Figure 4. Inhibition of miR-214-5p abrogated the functions of inhibited circFLNA on inflammatory response of sepsis-induced ARDS mice. (A) the RT-qPCR analyze of miR-214-5p expression in HEK293T cells before and after transfection (n = 3). (B) Two-parameter frequency profile of flow cytometry (n = 6). (C) The percentages of CD4+CD25+Foxp3+ Tregs in different groups (n = 6). (D–F). TNF-α, IL-1β, and IL-6 concentrations of lung tissues obtained from mice were accessed by ELISA (n = 6). ***p < 0.001, vs. control group. ##p < 0.01, vs. CLP group. &&p < 0.01, vs. CLP + LV-sh-circFLNA + AntagomiR-NC group. LV: lentivirus; circ: cyclic RNA; TNF-α: tumor necrosis factor-α; IL-1β: interleukin 1 beta; IL-6: interleukin 6; CLP: cecal ligation and puncture; NC: negative control; sh: short hairpin RNA.
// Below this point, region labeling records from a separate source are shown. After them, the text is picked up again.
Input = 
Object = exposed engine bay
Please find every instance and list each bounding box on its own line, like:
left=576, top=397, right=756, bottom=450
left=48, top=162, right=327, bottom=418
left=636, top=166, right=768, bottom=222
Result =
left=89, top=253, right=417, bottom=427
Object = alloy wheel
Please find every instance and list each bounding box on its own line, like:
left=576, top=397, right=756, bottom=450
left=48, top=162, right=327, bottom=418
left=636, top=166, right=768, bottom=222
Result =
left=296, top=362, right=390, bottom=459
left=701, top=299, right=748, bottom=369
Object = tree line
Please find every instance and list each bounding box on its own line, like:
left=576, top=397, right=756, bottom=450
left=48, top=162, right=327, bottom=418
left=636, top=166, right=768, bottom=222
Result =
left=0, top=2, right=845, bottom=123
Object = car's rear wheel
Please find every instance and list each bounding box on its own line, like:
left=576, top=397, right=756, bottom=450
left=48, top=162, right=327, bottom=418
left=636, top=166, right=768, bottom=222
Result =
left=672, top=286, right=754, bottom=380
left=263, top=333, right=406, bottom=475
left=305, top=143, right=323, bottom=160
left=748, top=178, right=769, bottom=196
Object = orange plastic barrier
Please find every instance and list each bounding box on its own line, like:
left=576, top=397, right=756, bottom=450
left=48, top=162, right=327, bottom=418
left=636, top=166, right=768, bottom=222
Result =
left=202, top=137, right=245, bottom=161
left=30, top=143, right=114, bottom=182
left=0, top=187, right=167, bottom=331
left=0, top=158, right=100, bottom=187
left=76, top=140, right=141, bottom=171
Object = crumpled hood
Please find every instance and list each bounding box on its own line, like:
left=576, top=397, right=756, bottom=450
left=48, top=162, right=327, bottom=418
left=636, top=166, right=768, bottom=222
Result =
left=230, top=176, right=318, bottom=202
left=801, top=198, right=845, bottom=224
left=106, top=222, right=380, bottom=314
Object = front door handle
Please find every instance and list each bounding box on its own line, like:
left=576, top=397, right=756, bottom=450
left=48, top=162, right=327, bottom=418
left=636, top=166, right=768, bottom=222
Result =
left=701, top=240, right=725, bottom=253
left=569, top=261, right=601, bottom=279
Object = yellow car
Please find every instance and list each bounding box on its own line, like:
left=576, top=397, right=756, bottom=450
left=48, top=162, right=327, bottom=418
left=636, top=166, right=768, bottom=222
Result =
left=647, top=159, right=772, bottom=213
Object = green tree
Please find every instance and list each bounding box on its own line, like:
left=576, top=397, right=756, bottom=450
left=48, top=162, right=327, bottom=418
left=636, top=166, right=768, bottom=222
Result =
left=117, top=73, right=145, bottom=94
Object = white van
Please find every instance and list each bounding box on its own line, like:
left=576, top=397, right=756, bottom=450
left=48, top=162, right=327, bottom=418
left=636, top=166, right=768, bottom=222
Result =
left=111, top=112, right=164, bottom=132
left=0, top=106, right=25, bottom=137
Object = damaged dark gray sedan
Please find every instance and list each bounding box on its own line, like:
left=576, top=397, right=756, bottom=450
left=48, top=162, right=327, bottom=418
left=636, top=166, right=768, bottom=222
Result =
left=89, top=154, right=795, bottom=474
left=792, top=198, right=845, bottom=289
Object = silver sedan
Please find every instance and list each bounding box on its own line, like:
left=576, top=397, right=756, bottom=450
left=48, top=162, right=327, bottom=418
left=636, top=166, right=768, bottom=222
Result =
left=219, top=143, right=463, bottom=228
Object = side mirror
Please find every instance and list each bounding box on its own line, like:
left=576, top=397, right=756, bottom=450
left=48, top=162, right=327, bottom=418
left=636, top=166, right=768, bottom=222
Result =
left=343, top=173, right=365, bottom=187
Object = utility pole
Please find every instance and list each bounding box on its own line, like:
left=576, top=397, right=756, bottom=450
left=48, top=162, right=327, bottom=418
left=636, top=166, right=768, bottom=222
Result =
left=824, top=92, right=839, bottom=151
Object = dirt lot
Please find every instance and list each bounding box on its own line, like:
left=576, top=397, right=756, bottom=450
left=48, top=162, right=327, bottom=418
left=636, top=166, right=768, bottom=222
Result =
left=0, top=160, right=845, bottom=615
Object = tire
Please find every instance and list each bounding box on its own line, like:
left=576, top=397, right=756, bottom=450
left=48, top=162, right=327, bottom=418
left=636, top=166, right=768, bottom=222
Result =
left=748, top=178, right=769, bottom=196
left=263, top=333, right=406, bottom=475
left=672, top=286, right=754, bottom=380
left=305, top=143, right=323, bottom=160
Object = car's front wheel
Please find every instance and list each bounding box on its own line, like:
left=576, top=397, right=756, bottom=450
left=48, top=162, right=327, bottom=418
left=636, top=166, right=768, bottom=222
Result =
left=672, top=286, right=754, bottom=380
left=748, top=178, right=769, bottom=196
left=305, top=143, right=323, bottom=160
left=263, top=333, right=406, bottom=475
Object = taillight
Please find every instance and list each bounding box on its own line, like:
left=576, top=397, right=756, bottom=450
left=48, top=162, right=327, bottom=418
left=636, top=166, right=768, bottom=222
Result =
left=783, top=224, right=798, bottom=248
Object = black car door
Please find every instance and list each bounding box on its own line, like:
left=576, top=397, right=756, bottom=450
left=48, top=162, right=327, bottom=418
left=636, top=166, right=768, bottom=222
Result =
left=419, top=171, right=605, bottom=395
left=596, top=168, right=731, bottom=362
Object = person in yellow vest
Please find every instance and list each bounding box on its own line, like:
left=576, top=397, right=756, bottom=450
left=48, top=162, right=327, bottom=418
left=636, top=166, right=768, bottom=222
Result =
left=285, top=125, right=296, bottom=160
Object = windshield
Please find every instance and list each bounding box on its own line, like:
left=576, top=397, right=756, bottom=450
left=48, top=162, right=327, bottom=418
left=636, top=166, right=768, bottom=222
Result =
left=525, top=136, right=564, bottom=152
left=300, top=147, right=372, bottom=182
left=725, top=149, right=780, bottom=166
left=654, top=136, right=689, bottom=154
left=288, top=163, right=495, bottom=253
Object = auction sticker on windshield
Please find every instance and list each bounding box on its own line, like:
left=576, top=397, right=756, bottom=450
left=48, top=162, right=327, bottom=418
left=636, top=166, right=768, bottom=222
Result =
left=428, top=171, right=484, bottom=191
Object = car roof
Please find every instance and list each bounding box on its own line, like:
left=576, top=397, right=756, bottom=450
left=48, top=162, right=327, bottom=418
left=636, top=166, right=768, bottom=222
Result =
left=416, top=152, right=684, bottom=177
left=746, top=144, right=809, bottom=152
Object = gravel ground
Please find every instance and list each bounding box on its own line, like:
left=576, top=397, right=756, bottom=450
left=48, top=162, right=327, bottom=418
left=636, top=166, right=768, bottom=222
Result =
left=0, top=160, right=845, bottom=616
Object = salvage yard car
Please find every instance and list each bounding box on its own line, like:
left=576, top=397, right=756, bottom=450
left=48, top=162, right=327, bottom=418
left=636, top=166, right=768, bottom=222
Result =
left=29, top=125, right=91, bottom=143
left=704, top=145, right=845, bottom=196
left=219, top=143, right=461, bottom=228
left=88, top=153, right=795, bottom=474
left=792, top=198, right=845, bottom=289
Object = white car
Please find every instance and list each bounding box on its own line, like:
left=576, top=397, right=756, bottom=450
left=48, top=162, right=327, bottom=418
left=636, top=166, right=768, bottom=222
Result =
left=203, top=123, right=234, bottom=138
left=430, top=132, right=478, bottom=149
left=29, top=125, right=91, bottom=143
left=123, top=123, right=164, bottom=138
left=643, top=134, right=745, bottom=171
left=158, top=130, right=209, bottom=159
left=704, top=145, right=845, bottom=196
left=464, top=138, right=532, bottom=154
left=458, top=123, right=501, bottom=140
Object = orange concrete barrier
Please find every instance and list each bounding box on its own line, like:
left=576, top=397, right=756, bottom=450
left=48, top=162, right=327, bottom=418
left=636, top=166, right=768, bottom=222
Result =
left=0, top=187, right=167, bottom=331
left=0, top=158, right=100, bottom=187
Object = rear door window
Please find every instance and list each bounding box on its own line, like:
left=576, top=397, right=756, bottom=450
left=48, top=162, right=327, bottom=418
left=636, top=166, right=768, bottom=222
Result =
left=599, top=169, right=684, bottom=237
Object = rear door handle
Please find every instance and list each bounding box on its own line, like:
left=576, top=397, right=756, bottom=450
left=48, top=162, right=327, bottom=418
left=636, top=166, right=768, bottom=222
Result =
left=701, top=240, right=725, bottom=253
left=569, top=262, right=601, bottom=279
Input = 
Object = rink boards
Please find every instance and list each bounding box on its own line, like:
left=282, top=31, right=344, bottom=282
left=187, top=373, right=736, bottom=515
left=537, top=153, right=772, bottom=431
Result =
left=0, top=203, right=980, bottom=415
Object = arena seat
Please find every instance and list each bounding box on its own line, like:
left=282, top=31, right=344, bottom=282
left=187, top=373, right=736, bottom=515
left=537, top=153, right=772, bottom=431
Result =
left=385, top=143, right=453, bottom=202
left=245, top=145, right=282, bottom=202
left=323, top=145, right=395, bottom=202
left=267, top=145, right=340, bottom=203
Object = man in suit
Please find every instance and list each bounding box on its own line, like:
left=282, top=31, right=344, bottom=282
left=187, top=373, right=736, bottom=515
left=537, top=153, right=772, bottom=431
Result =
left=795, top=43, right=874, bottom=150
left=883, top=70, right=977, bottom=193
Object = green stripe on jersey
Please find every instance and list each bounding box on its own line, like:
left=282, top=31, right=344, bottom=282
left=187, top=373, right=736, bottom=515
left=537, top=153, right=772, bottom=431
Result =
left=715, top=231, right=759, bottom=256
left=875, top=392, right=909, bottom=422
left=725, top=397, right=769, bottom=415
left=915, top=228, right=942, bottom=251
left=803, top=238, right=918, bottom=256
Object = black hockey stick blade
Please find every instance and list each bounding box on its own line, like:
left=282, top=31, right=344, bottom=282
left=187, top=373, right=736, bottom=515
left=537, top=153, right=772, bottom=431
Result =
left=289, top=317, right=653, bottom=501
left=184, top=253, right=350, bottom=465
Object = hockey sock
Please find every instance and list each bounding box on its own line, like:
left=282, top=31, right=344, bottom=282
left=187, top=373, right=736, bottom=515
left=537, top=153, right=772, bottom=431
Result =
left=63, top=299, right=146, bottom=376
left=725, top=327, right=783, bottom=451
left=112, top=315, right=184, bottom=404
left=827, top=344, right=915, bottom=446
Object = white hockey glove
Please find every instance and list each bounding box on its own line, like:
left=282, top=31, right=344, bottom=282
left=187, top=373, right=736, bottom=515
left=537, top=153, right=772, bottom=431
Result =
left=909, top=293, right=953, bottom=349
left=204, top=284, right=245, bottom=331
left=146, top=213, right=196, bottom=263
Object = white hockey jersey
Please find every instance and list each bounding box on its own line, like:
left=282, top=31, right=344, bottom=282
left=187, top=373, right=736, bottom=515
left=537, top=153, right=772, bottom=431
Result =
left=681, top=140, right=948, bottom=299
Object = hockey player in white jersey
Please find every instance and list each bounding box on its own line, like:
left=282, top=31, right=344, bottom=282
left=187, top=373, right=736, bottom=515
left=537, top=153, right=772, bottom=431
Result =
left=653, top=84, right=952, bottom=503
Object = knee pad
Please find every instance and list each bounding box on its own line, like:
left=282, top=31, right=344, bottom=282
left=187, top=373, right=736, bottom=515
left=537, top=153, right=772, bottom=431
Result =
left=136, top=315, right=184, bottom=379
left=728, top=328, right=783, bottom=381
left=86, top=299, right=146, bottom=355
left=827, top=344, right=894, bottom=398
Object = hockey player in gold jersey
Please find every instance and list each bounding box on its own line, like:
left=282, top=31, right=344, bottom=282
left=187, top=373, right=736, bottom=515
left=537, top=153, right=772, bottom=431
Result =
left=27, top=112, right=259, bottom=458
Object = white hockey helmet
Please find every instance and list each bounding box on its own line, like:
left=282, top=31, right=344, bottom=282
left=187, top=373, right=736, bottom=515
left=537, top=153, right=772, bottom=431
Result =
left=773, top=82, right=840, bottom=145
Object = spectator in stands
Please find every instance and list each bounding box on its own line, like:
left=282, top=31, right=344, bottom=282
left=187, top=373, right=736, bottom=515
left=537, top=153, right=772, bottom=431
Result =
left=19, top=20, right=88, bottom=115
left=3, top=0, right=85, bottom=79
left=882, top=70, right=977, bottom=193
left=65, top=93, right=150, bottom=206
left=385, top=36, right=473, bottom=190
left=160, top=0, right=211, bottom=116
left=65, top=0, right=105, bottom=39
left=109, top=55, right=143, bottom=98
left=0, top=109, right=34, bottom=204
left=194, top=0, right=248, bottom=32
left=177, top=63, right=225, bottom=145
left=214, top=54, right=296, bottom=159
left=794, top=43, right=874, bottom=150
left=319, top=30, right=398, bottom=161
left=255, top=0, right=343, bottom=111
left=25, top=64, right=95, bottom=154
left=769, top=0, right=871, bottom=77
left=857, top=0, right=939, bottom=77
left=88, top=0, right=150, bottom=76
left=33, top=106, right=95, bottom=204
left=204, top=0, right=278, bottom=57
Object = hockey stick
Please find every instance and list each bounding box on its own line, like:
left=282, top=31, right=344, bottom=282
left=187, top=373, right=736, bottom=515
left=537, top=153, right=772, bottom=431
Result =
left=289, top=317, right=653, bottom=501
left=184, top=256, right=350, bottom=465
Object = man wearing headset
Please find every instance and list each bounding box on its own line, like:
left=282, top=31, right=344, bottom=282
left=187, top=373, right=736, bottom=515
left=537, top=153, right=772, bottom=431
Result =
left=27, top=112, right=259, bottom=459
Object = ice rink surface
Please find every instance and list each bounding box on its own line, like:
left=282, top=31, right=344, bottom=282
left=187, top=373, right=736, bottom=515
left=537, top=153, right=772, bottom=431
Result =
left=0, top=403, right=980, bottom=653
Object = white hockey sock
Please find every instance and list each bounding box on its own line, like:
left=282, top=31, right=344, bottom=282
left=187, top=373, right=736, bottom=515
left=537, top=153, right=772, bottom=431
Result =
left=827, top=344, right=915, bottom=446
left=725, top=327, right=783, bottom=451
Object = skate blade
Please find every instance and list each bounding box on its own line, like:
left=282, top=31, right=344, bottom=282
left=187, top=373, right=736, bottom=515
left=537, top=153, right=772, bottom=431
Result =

Figure 5. PD-1 is a target gene of miR-214-5p. (A) The binding sites of miR-214-5p and PD-1 were predicted. (B) Luciferase activity and (C) RNA pull-down assays were performed to verify the binding relationship (n = 3). (D) RT-qPCR analyses of PD-1 expression in BALF of sepsis-induced ARDS patients (n = 10). RT-qPCR analyses of PD-1 expression in lung tissues (E) and BALF (F) (n = 6). (G) RT-qPCR analyses of PD-1 expression in HEK293T cells transfected with upregulated miR-214-5p (n = 3). ***p < 0.001, vs. mimic NC, Biotin-NC, Non-ARDS, sham, and AgomiR-NC groups. circ: cyclic RNA; WT, wild type; MUT, wild type; NC: negative control; ARDS: acute respiratory distress syndrome; CLP: cecal ligation and puncture; BALF, bronchoalveolar lavage fluid.
Figure 6. Over-expression of PD-1 inhibited the effects of upregulated miR-214-5p. (A) The RT-qPCR analyze of PD-1 expression in HEK293T cells before and after transfection (n = 3). (B) Two-parameter frequency profile of flow cytometry (n = 6). (C) The percentages of CD4 + CD25 + Foxp3+ Tregs in different groups (n = 6). (D–F) TNF-α, IL-1β, and IL-6 concentrations of lung tissues obtained from mice were accessed by ELISA (n = 6). ***p < 0.001, vs. control group. ##p < 0.01, vs. CLP group. &&p < 0.01, vs. CLP + AgomiR-214-5p + LV-NC group. LV: lentivirus; TNF-α: tumor necrosis factor-α; IL-1β: interleukin 1 beta; IL-6: interleukin 6; CLP: cecal ligation and puncture; NC: negative control; sh: short hairpin RNA.
Data availability statement
The datasets used and analyzed during the current study are available from the corresponding author on reasonable request.